Данный материал может содержать сцены насилия, описание однополых связей и других НЕДЕТСКИХ отношений.
Я предупрежден(-а) и осознаю, что делаю, читая нижеизложенный текст/просматривая видео.

Рабский утёс

Оригинальное название:Bound Skerry
Автор: Frayach ni Cuill, пер.: evenover
Бета:Toffana
Рейтинг:R
Пейринг:ГП/ДМ
Жанр:Angst, Darkfic
Отказ:Наш только англо-русский словарь
Аннотация:у Гарри есть секрет, который он прячет на самом отдаленном из Шетландских островов.
Комментарии:Это повторный перевод, но автор дала разрешение
Каталог:нет
Предупреждения:нет
Статус:Закончен
Выложен:2009-05-22 21:50:42 (последнее обновление: 2009.05.22)
  просмотреть/оставить комментарии
Каждый Белтейн, когда земля начинает свое медленное волнообразное вращение навстречу лету, Поттер появляется на Рабском Утёсе. Как надолго он останется, известно только ему одному. В один год это был месяц, а в другой – лишь день. Как я пытаюсь не слишком уж лихорадочно предвкушать его приезд, так же я стараюсь не слишком сильно страшиться его отъезда. И над тем, и над другим у меня совсем мало власти, да, пожалуй, её и вовсе нет. Иногда ветер приносит снег из Арктики. Иногда – песок из Сахары. И как раз в то время, когда из трещин в камнях моего дома на свет выползают ростки башенницы со своими синюшными листочками и маленькими белыми цветками, мертвенно мерцающими в сумеречном свете, ветер приносит и Поттера. Он шагает по скалистому берегу Грустного* острова, и его черная мантия сворачивается и разворачивается, как парус на ветру. Я стою на обрывистом краю своей тюрьмы и смотрю, как тюремщик приближается ко мне подобно кораблю, сбившемуся с курса. Как птица, порывом ветра отброшенная от стаи. И кровь в моих жилах плещет с тем же звуком, с каким волны под моими ногами бьются о камни в своих подземных гротах. В лишенных солнца застенках, где обитает маленькая душа этого острова.

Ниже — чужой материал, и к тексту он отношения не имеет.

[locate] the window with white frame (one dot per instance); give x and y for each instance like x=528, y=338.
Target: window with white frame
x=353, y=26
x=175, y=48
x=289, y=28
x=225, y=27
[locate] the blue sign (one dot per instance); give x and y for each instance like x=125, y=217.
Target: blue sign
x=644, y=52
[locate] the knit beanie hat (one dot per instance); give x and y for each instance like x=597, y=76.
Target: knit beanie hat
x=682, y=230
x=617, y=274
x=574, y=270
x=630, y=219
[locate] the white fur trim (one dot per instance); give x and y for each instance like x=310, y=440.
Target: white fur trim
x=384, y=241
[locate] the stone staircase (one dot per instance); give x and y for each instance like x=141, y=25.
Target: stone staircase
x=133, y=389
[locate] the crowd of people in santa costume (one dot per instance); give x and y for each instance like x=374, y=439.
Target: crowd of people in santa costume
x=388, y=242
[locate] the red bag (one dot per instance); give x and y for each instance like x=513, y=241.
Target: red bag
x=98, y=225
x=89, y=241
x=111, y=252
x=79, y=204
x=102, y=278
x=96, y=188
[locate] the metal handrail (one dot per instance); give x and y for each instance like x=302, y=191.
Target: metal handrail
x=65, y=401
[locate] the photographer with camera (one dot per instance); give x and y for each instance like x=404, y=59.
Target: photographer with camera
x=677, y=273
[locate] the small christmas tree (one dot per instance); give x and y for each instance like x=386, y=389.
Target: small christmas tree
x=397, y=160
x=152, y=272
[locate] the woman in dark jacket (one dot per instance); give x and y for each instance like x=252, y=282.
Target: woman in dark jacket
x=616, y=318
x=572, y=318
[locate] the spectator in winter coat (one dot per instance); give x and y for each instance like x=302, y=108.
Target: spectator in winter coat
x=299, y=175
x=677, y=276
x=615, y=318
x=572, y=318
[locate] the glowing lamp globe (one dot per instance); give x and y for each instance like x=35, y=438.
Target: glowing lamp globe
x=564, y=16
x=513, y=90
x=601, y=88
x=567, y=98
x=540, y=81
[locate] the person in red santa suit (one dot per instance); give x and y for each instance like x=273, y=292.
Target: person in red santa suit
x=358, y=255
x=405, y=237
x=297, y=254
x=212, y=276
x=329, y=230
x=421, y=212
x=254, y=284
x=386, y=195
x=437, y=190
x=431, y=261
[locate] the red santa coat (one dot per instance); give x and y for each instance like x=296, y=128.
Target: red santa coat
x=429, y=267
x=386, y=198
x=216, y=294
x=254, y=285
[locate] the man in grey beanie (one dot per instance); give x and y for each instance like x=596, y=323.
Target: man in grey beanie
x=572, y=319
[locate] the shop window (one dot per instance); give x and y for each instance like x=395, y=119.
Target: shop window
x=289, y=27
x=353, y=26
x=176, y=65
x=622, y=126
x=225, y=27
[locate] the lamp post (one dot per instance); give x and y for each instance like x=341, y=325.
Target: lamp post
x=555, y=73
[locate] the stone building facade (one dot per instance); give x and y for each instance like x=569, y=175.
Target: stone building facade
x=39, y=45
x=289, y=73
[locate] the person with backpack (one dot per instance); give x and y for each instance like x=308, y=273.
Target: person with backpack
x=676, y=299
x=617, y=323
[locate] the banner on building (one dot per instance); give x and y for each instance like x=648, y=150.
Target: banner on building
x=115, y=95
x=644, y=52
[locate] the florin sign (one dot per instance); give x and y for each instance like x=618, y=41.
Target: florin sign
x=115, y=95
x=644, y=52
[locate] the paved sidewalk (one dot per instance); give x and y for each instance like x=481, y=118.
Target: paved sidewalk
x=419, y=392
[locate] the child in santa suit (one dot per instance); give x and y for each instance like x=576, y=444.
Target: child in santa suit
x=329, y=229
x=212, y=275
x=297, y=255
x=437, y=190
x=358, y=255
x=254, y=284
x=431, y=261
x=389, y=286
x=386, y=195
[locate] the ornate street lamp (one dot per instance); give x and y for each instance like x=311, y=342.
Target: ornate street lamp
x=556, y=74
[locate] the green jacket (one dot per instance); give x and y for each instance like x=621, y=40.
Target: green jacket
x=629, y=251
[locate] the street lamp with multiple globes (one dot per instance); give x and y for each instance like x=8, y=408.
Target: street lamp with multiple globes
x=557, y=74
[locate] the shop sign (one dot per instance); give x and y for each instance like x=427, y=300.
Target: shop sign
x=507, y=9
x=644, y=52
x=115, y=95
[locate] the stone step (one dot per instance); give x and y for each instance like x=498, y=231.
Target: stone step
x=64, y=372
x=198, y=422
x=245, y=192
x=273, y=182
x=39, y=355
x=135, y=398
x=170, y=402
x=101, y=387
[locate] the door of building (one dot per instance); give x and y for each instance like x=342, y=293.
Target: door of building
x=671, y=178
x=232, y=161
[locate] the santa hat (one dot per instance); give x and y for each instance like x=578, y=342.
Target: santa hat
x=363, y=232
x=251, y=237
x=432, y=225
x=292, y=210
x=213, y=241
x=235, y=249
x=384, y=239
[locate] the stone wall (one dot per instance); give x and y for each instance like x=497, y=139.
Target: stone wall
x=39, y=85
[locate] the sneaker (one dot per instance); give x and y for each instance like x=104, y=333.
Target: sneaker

Уже давно я избавился от стыда. В основном, хотя и не полностью, из-за того, что само понятие стыда потеряло тот малый смысл, который когда-либо имело для меня. Это чувство требует контекста: стыд перед лицом семьи, общества, господа Бога. Но, как и многое из того, что я привык чувствовать, безжалостный, словно наждак, ветер унёс прочь весь стыд, как он рвёт на куски и уносит британские флаги, которые почтмейстер Бедного* острова упорно заменяет на новые. Клочки красного, синего и белого цвета улетают в Северное море как странные бессловесные послания. Я однажды слышал от моряков, только что высадившихся на берег после месячной погони за сельдью, об истрёпанном куске, который они поймали в сети. Это было в пятистах лигах к северу, на Фарерских островах, в пабе Клаксвуйка, и истории было всего три дня сроку. Истории про кусок «Юнион Джека», скачущий по волнам вместе с их драгоценными селедочками. Они высушили его и доставили обратно домой. Уже больше ста лет женщины из Исторического Общества Забытых* Островов шьют из таких находок лоскутные одеяла, золотыми нитями вышивая на них дату и морские координаты.

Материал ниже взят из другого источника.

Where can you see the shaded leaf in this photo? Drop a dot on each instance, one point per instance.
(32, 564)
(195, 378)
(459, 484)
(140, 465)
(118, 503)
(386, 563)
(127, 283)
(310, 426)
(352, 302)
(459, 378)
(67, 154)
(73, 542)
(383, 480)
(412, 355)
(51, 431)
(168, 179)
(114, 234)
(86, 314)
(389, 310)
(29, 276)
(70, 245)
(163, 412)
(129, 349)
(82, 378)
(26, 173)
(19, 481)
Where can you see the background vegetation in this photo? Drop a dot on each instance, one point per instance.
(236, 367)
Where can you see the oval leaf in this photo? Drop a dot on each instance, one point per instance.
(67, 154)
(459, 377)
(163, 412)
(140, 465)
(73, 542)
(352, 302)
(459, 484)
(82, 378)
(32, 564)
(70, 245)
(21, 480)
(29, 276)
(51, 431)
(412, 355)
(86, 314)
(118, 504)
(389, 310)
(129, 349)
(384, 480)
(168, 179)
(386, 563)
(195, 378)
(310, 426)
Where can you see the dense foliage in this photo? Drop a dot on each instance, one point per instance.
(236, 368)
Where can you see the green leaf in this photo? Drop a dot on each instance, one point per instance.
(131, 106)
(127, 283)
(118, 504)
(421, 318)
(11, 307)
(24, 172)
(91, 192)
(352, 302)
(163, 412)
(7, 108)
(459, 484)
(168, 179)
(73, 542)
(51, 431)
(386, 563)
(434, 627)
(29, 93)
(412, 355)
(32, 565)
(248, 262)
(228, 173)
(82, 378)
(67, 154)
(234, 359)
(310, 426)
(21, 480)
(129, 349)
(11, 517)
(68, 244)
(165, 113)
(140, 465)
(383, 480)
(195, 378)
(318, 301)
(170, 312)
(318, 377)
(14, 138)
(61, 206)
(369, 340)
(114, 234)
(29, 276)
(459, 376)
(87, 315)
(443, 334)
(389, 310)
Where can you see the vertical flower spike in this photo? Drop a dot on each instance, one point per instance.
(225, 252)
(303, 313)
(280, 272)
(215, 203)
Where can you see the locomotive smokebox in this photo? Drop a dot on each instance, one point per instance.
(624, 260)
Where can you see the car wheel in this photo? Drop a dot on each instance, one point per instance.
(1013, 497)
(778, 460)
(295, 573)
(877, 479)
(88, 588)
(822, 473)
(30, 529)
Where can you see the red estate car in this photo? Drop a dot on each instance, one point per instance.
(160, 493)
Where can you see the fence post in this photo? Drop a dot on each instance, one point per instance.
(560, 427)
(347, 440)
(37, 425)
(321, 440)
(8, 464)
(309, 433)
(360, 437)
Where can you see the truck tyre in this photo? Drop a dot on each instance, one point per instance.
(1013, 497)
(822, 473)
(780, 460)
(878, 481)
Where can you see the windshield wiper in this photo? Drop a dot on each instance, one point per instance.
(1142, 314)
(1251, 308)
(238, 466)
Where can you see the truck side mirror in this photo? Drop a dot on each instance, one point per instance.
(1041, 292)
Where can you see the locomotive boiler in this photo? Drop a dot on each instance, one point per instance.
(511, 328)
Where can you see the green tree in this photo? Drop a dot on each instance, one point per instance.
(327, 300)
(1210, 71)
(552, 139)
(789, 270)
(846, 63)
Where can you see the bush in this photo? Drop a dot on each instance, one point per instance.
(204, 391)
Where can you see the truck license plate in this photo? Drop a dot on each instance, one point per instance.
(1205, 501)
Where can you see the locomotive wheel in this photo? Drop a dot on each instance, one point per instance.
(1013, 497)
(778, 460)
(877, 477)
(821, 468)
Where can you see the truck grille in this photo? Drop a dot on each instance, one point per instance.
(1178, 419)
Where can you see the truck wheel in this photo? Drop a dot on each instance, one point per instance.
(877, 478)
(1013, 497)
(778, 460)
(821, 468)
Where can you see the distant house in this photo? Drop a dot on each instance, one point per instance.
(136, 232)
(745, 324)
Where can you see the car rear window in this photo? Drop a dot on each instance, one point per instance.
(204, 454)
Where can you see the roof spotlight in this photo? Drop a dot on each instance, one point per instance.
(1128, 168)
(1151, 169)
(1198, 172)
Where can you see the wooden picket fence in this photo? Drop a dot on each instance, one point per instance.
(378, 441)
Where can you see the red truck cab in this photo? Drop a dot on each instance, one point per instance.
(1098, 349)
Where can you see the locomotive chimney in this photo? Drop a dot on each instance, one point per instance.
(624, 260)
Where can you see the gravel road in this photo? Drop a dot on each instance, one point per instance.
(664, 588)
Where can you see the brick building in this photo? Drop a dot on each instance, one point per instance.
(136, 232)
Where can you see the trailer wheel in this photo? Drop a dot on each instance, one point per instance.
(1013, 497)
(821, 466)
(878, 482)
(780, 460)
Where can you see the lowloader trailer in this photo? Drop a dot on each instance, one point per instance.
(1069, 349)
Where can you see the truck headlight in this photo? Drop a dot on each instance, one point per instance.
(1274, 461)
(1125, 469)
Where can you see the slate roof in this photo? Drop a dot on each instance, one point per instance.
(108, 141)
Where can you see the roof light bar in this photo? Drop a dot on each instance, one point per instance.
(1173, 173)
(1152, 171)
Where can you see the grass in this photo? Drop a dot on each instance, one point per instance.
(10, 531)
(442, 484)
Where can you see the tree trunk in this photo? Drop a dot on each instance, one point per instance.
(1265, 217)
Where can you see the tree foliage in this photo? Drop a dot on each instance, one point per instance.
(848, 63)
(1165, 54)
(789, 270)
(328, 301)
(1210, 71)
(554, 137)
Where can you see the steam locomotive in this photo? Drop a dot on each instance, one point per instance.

Это занятие кажется мне довольно необычным, но здесь оно вполне уместно. Возможно, я и свожу как-нибудь Гарри посмотреть на них. Но с другой стороны, какой в этом смысл? Вылезти из-под одного одеяла, чтобы посмотреть на другое? Да кроме того, я сомневаюсь, что он поймёт, зачем я хочу ему это показать. Сентиментальный маггловский артефакт, созданный старухами и девицами из частичек дома, которые вернули им их мужчины, просто как напоминание о том, что расставание не только опасно (потрёпанная и побитая штормами ткань свидетельствует об этом красноречивее множества слов), но и просто невозможно. Тебя всегда найдут и вернут обратно.

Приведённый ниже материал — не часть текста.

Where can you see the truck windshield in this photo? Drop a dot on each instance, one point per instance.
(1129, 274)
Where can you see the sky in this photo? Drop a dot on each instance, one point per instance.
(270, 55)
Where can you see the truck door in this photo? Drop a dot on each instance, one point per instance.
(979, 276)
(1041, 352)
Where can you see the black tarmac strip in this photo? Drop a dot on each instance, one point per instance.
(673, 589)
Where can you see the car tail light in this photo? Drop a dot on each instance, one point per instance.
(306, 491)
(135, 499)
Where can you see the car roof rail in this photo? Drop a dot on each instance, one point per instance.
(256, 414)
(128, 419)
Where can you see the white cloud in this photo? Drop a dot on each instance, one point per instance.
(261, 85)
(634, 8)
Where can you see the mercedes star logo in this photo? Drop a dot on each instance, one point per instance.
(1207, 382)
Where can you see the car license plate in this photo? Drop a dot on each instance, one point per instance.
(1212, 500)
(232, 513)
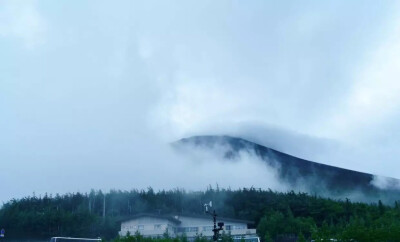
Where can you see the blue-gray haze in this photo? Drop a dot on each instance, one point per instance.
(92, 92)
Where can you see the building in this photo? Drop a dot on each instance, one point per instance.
(152, 225)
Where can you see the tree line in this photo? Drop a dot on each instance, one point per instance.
(276, 215)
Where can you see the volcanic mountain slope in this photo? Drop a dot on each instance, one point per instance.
(311, 176)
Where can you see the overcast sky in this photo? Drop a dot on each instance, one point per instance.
(91, 92)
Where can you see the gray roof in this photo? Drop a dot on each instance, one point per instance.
(176, 220)
(140, 215)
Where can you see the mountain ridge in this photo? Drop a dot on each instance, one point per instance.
(318, 178)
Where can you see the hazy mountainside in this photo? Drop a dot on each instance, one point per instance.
(302, 174)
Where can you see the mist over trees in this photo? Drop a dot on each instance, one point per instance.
(276, 215)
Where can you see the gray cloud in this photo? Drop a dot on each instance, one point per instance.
(102, 89)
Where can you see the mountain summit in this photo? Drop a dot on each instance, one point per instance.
(300, 174)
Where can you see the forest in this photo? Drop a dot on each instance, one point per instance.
(276, 215)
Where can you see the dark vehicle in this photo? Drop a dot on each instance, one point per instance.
(69, 239)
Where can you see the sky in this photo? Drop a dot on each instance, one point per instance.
(93, 92)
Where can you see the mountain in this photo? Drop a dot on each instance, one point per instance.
(304, 175)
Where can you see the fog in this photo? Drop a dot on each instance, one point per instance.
(92, 94)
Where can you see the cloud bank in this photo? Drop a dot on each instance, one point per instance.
(91, 94)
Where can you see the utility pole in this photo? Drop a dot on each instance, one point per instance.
(104, 208)
(220, 224)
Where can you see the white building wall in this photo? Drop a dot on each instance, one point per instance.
(190, 226)
(147, 226)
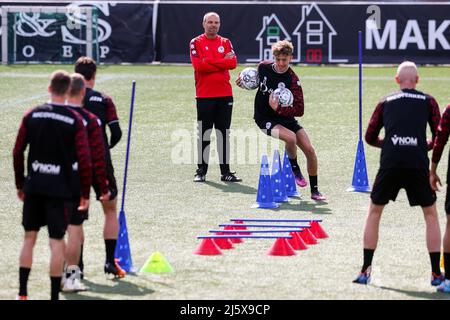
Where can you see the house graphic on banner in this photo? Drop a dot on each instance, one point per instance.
(313, 37)
(271, 32)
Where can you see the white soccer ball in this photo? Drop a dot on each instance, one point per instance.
(249, 78)
(285, 96)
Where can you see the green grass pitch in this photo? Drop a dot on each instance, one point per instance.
(165, 210)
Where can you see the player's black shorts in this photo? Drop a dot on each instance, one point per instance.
(267, 124)
(112, 185)
(415, 181)
(77, 217)
(447, 200)
(40, 210)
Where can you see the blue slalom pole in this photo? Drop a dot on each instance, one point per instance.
(122, 252)
(130, 123)
(360, 182)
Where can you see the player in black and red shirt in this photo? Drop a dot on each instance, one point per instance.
(403, 163)
(57, 141)
(103, 107)
(212, 57)
(279, 121)
(75, 97)
(441, 139)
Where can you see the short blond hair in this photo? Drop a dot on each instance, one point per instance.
(210, 14)
(59, 82)
(76, 84)
(407, 71)
(282, 47)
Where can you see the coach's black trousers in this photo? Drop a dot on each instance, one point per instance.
(214, 112)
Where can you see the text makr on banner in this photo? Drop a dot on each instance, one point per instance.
(124, 33)
(321, 33)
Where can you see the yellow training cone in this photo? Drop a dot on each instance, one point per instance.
(156, 264)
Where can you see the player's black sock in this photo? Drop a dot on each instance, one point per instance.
(435, 260)
(447, 265)
(313, 184)
(80, 262)
(110, 246)
(294, 165)
(23, 280)
(368, 257)
(56, 287)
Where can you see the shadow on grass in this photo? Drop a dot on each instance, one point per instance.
(419, 294)
(121, 287)
(232, 187)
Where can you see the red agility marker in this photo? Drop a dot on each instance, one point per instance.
(317, 230)
(207, 248)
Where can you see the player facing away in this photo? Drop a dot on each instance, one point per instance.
(403, 164)
(103, 107)
(57, 140)
(75, 97)
(278, 120)
(441, 139)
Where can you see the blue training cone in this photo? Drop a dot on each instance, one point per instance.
(122, 252)
(264, 198)
(360, 181)
(289, 179)
(277, 180)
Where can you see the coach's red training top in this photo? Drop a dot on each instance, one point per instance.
(442, 134)
(212, 78)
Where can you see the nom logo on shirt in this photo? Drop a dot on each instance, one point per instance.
(96, 99)
(46, 168)
(404, 141)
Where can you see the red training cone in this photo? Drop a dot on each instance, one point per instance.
(281, 248)
(301, 244)
(223, 243)
(308, 237)
(207, 248)
(317, 230)
(234, 240)
(294, 241)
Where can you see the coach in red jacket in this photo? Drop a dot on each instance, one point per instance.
(212, 56)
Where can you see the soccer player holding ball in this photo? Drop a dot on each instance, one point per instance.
(278, 101)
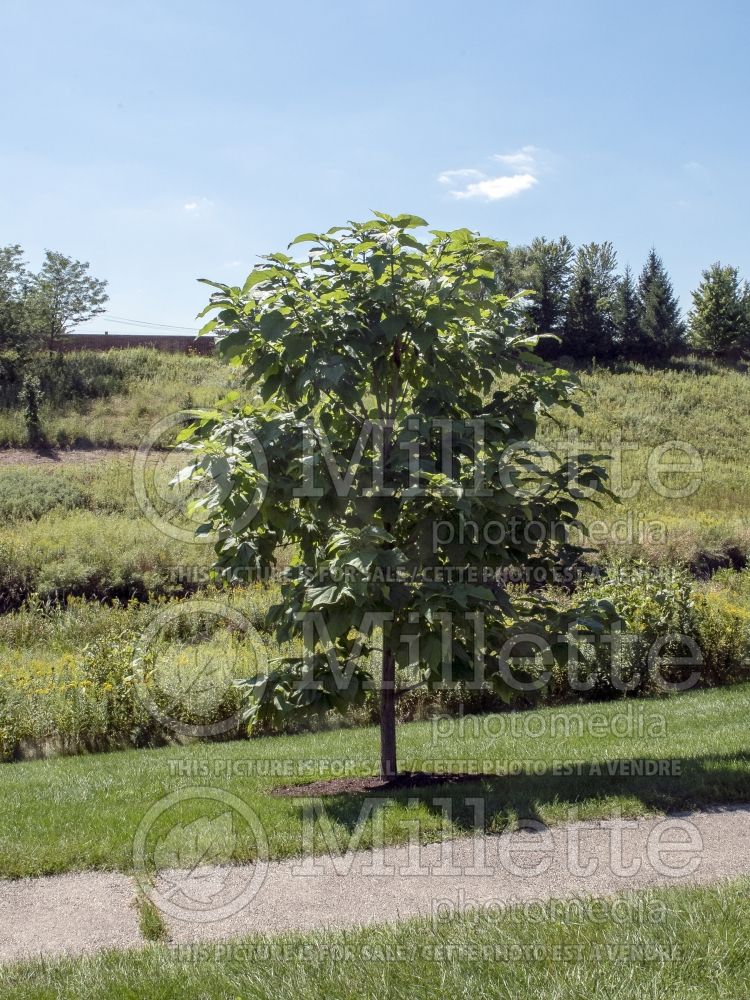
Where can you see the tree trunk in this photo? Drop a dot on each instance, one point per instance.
(388, 716)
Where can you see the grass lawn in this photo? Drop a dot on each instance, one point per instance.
(689, 944)
(82, 812)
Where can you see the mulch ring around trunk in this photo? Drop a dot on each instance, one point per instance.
(353, 785)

Я лично понял это в один прекрасный момент, во время первого года заточения, когда попытался сбежать. Он настиг меня в Торсхавне, как раз накануне дня зимнего солнцестояния. Вихрь его аппарации, как штормовой ветер Норвежского моря, хлестнул мне в лицо сухим снегом, обжегшим щеки. Одетый в черную мантию и с еще более черным от злости лицом, он заклинанием бросил меня на колени и схватил за волосы, откидывая мою голову назад, и внезапно, каким-то наитием, осознание пронзило меня. Никто не знает об этом. Я – маленький секрет Поттера. Я сглотнул, отдавая себе отчет, по какой рваной траектории движется мой кадык в арке горла.

«Ты», прохрипел он, дёргая мою голову еще дальше. «Ты».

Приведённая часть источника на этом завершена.